'LAST WEEK IN BASEBALL' AT MCFARLANE WAS A UNIQUE ONE
Player Interviews; Todd and the #73 Ball Unite in 48-Hour Span
August 29, 2003
Copyright 2013 TMP International, Inc.
For die-hard baseball fans, the season begins in mid-February when pitchers and catchers report to Spring Training and doesn't end until the last out of the World Series in October. Even for a casual fan, the 162-game season lasting six months can be an endurance test.
So two days out of that season may not be anything special, but the baseball gods were smiling last week for the spawn.com sports crew. The week started out with an invitation to Bank One Ballpark for an all-access look at the Arizona Diamondbacks on a game day, and a chance to meet Sports Picks roster players such as Randy Johnson, Curt Schilling and Luis Gonzalez.
Arriving at the ballpark, the crew found its way to the field just as the Diamondbacks were taking batting and fielding practice. Soon, we found Luis, aka Gonzo, and center fielder Steve Finley and asked to speak with them about Gonzo's figure from MLB Series 6. We immediately took the figure from its package and handed it to Gonzo for his opinion. At the same time, Finley, who is a gold-glove center fielder and batting with a .285 average, was asked if he preferred to be made as a hitter or a fielder, should we make one of him. Steve said, "I'd just be honored to have one." (Next year's McFarlane's Sports Picks lineups are not set yet.)
We turned the camera on Luis and asked him what it was like to be immortalized in plastic. "It's pretty awesome, especially the McFarlane collection, because he's kind of the elite," Luis said of his first-ever action figure. "I've done the mini-bobble heads, but this is actually when you feel like you've reached the big leagues when you can get a McFarlane action figurine, it's pretty cool."
When asked to compare his first action figure to winning the 2001 World Series with his bloop single, he laughingly said it was cooler to get the action figure, however the World Series was certainly more memorable. "But my kids can relate to this," Luis added. "My son is 5 years old now, and my wife brought one of these home, and he thought it was pretty neat to see his dad in an action figure to go along with his other action figures. He started to play around with it, then we shelved it, but we now have some extra ones around the house."
Before he headed off to practice, he commented on how amazing it was that his figure included a stain on the batting helmet, right were he grabs it, and that we had the bat with the tar on it, too. Just as the interview ended, pitcher Miguel Batista walked by to check out the figure, and Gonzo commented that he was turning on a Miguel Batista fastball for a base hit. Miguel responded that Gonzo's backside was dirty "because I hit you with the pitch before," cracking everyone up nearby.
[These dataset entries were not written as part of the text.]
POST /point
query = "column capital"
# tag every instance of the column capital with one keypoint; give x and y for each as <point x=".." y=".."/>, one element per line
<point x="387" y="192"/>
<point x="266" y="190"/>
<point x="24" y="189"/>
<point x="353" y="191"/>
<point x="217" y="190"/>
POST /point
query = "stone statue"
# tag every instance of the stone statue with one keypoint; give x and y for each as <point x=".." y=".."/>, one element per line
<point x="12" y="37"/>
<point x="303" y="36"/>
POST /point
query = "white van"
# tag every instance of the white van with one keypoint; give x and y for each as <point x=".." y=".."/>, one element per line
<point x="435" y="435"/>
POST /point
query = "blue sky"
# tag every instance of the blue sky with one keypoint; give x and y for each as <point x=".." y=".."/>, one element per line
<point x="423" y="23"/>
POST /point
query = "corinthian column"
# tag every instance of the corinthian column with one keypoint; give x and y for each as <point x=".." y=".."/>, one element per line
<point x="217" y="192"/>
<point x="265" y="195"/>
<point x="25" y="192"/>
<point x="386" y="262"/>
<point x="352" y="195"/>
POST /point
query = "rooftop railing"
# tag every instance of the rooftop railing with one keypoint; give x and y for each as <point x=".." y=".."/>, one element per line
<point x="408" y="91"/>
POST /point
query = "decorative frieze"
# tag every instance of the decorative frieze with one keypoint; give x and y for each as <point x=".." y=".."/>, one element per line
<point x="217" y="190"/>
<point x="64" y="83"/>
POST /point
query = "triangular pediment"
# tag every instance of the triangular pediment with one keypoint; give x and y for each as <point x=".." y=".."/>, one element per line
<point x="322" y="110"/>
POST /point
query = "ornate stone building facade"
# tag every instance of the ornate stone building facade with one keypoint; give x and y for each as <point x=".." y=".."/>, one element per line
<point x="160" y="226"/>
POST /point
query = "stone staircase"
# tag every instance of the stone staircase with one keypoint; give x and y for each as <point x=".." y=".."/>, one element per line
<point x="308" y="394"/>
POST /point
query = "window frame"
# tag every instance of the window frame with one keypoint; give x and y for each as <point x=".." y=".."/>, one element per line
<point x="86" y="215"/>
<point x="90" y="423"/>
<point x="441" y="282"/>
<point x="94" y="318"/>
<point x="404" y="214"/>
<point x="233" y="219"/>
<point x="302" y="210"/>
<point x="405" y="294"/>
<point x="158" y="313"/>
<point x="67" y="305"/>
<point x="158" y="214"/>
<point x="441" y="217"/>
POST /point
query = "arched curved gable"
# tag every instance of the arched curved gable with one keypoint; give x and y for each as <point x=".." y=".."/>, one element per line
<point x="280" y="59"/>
Also, Manager Bob Brenly graciously gave a few comments about having his players in toy form. "These three guys are pretty much larger than life, so to see them shrunken down to this size is unusual," he said. "I know Gonzo's got dirt on his uniform, probably hit a double, slid into second base, but I can't figure out how Schill's (Schilling) got dirt on his uniform, he doesn't get on base that often, other than that, very realistic."
Brenly wanted to know where his manager figure was? "You could get that pose where the vein's standing out in my neck after we failed to turn a double play with runners at first and third, one out in the ninth. Make sure you make that vein real big."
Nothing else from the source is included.